Mexico – September 19 2019

Empowering indigenous girls through education: Lupita’s story

Lupita wasn't getting the education she deserved in her indigenous community. At SOS, she finally had access to quality education. Now, she's using her knowledge to empower other indigenous girls!

Lupita is determined to transform the world through education.

Lupita grew up in a Mazahua community in Atlacomulco, Mexico. The Mazahua are the largest indigenous group in Mexico state.

She remembers missing a lot of school as a child. Lupita’s local school suffered from budget shortages and wasn’t able to hire enough teachers. And because the school was in a difficult-to-access location, the teachers they did have often failed to show up for class.

Lupita wasn’t getting the education she deserved. “I remember feeling that I and the rest of the children who lived in indigenous communities do not have the same right to receive education as children who live in large cities,” Lupita says. But she was determined to change that.

Girls who don’t have educational access are often invisible. Join the #iseeyou movement to show these girls that we see them!

At the age of 11, Lupita came to SOS Children’s Villages Mexico City with her three siblings. At SOS, she finally had access to quality education. She worked hard and graduated from high school, ready to tackle her future.

Her first goal was to help her brother Sergio with the organic co-op at SOS Mexico City, which helped the siblings generate extra income. The co-op became Sergio’s passion and motivated him to study agronomy at the university level.

Sergio’s success inspired Lupita to follower her own dreams. Today, she is simultaneously studying for two bachelor’s degrees. At the National Pedagogical University, she spends six days per week studying indigenous education and Saturdays studying preschool education. When she’s not taking classes, Lupita can be found studying in the library.
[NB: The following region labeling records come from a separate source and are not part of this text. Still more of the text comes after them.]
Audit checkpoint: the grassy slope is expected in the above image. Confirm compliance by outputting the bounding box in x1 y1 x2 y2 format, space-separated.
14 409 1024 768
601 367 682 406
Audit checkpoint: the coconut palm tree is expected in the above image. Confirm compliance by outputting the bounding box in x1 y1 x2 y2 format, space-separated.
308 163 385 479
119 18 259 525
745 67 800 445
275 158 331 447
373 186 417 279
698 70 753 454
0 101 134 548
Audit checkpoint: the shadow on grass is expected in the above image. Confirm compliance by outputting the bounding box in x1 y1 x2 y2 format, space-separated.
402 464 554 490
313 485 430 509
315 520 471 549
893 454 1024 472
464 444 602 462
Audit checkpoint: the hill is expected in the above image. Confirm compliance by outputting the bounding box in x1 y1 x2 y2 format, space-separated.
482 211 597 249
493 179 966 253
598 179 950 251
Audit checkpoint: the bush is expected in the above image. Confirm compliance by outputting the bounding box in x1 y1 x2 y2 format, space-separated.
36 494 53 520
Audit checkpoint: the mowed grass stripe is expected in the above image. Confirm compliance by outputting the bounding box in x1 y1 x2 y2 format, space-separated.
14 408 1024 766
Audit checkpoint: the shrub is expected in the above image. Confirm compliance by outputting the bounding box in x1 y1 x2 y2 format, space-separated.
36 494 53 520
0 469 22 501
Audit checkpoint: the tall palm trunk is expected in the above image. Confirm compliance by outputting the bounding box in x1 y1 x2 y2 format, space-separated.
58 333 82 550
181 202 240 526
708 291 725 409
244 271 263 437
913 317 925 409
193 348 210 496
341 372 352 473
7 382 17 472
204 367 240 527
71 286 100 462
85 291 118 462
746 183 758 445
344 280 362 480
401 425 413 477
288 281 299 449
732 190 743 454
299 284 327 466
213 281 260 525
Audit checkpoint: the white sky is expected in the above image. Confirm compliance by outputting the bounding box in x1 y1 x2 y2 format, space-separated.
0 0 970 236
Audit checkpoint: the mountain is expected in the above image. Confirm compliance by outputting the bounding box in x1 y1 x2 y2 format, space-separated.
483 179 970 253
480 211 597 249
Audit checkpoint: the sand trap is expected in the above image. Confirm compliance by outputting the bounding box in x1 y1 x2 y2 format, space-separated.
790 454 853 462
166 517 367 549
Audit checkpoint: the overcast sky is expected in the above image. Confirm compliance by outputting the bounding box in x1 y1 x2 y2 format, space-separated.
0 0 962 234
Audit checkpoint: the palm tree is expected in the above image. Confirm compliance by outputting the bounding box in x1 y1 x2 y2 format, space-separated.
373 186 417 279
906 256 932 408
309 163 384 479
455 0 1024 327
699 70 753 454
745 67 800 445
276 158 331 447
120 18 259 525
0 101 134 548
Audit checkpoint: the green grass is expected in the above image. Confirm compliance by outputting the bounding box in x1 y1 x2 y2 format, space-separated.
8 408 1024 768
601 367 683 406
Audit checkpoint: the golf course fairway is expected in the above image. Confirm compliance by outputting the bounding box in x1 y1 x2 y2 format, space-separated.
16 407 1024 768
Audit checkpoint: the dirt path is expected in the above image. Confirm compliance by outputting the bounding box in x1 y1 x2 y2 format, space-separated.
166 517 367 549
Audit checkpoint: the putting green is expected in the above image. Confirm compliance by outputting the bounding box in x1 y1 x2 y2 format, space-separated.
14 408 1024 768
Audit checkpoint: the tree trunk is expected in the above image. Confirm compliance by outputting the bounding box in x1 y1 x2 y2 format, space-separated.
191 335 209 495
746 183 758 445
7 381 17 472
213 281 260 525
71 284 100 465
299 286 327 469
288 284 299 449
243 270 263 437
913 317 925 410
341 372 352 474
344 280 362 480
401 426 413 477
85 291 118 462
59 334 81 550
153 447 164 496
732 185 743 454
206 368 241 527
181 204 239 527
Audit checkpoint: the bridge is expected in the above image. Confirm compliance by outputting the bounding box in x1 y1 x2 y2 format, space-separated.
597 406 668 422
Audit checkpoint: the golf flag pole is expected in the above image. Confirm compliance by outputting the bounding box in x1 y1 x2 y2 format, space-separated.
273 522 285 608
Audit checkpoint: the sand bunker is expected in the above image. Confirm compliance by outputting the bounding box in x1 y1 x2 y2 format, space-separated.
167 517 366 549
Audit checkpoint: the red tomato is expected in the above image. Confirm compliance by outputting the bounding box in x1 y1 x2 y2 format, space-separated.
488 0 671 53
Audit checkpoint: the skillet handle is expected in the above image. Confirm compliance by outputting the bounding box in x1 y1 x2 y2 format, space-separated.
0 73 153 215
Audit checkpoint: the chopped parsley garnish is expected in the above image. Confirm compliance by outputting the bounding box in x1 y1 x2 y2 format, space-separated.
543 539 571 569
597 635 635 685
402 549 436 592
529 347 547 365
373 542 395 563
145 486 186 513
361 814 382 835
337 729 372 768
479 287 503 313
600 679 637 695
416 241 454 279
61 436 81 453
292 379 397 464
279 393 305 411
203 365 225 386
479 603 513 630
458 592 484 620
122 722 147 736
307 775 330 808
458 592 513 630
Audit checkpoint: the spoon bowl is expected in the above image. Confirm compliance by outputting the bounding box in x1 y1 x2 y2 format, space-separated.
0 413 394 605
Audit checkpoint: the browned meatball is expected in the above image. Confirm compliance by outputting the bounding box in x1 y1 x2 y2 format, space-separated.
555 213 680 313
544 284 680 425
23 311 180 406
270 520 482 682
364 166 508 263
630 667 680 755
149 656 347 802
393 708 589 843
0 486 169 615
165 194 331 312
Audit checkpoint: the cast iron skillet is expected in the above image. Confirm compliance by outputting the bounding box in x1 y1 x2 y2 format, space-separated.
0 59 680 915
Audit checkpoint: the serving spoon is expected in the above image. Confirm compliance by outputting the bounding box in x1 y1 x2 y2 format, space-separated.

SOS Mexico supports her studies and living expenditures while she strives to reach her goals.

In a year and a half, she will earn both of her degrees. With such a tight schedule, determination is key.

But she won’t stop there. Lupita wants to set an example for other indigenous girls, so she’s using her knowledge to become a leader in her community. She conducts workshops with Mazahua individuals to learn about their educational needs and raises awareness in the Mazahua community about the importance of education.

Her commitment to her heritage is admirable: “When I decided to study two bachelor’s degrees at the same time, everyone told me to think it over because it would be too challenging—and it is. I have to work really hard, but this is what I want; I want indigenous girls like me to have a quality education,” Lupita explains.

Because Lupita has access to quality education, she’s able to create her own successful path—and pave the way for children in her community to succeed, too!

Education empowers girls—and all children—to reach their dreams

Education and empowerment open the door to economic independence. SOS Children’s Villages works to develop well-rounded and self-sufficient young adults, no matter their starting point in life. Our comprehensive approach is tailored to each individual’s passions and skills, empowering them to fulfill their potential. 

However, a whopping 130 million girls around the world lack access to education. Increasing women’s and girls’ educational attainment is at the core of our global work. In SOS villages, girls have full access to primary, secondary, advanced and vocational education. Education contributes to women’s economic empowerment and to more inclusive economic growth for societies as a whole.